L’improvviso attacco del ministro dell’Interno Gérald Darmanin a Giorgia Meloni per la gestione dei migranti ha creato un vero e proprio incidente diplomatico, che ha scosso fortemente i già precari rapporti tra Italia e Francia, come testimoniato dalla decisione del ministro degli Esteri Tajani di annullare il bilaterale di Parigi.
A Darmamin, protagonista dell’infelice sortita contro Giorgia Meloni e il suo governo, sfuggiva che due anni fa, Francia e Italia firmarono il Trattato del Quirinale. Il premier Mario Draghi e il presidente francese, Emmanuel Macron, alla presenza del presidente della Repubblica, Sergio Mattarella, stabilirono una cooperazione bilaterale rafforzata. Veniva stabilito, tra l’altro, ‘l’istituzione di un servizio civile italo-francese e creiamo un’unità operativa condivisa a sostegno delle forze dell’ordine. Per promuovere le relazioni tra regioni di confine, prevediamo un comitato di cooperazione transfrontaliera. In ambito migratorio, riconosciamo la necessità di una politica di gestione dei flussi e d’asilo condivisa a livello europeo, basata sui principi di responsabilità e solidarietà. Ci impegniamo a tutelare i nostri sistemi agricoli e riconoscere le loro unicità. Diamo il via a nuove forme di cooperazione in ambito energetico e tecnologico, nella ricerca e nell’innovazione. Stabiliamo un meccanismo per cui, almeno una volta ogni trimestre, un ministro italiano parteciperà a un Consiglio dei ministri del governo francese, e viceversa…’.
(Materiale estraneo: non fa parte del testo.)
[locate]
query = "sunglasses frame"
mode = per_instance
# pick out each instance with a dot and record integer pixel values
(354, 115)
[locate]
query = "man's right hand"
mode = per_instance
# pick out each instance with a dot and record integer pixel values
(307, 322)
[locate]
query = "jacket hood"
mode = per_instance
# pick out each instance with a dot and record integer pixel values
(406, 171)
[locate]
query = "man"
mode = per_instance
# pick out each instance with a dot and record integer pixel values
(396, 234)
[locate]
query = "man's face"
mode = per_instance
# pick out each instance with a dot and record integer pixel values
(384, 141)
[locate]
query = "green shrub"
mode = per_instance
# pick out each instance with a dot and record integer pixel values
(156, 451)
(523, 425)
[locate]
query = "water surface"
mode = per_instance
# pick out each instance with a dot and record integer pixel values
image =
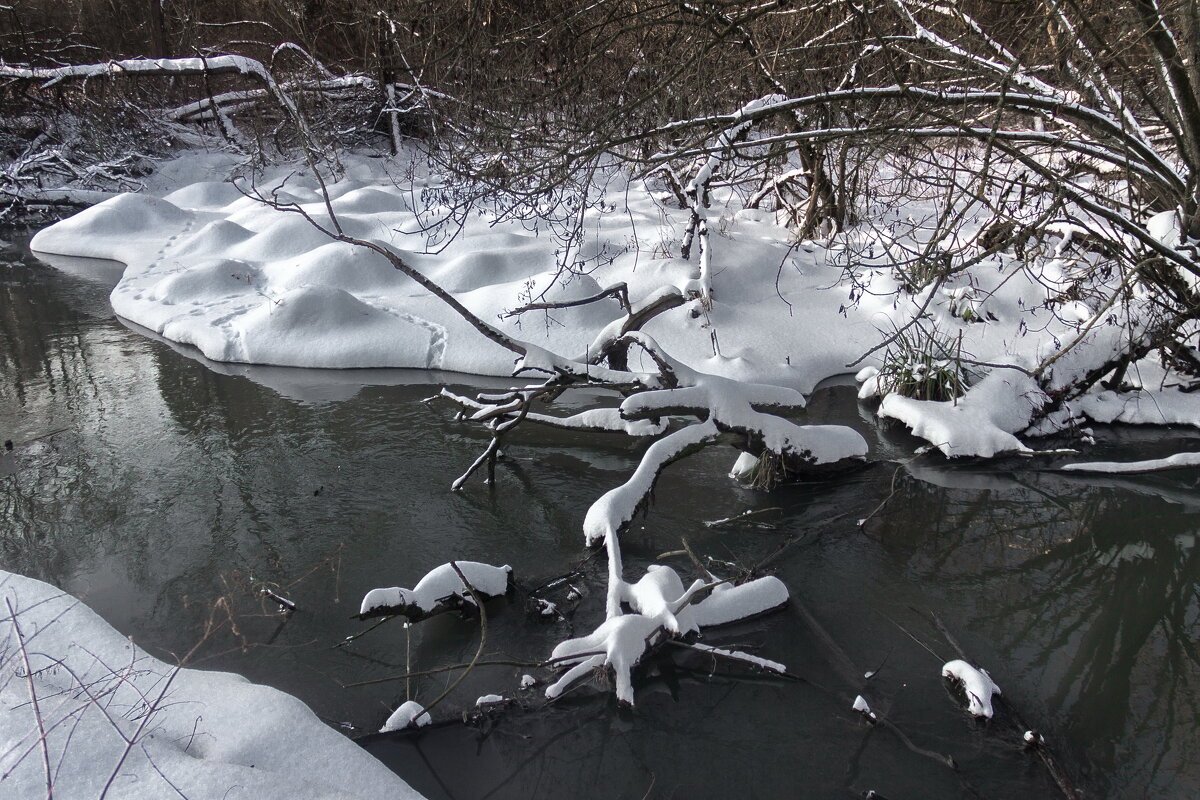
(168, 492)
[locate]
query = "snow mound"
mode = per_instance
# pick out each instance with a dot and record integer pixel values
(324, 326)
(125, 228)
(982, 422)
(208, 196)
(1179, 461)
(203, 734)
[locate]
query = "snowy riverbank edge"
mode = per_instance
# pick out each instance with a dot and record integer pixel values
(88, 713)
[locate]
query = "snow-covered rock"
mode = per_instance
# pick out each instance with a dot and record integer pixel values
(976, 684)
(207, 735)
(409, 715)
(438, 584)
L’infelice sortita di Darmanin ha creato imbarazzo nei suoi colleghi di governo. Da qui la corsa a metterci una pezza. Il primo a parlare è stato il portavoce del governo francese, Olivier Véran, assicurando ai microfoni di CNews che ‘non c’era nessuna volontà di ostracizzare l’Italia in alcun modo’.
Dopo di lui è toccato al ministro delle Finanze Gabriel Attal esprimere la certezza che ‘questo incidente sarà molto presto dietro di noi, perché la Francia ha troppo bisogno dell’Italia e l’Italia ha troppo bisogno della Francia su tutti i temi, e singolarmente, sulla questione dell’immigrazione’.
Molto critico il ministro Raffaele Fitto, di Fratelli d’Italia. ‘Devo dire che è stata una vera e propria caduta di stile. Ed è anche molto grave e fuori luogo che per coprire tensioni interne si possano utilizzare polemiche esterne. Penso che non aiuti né l’Italia né la Francia, né l’Europa che un ministro possa immaginare un attacco frontale così sguaiato’.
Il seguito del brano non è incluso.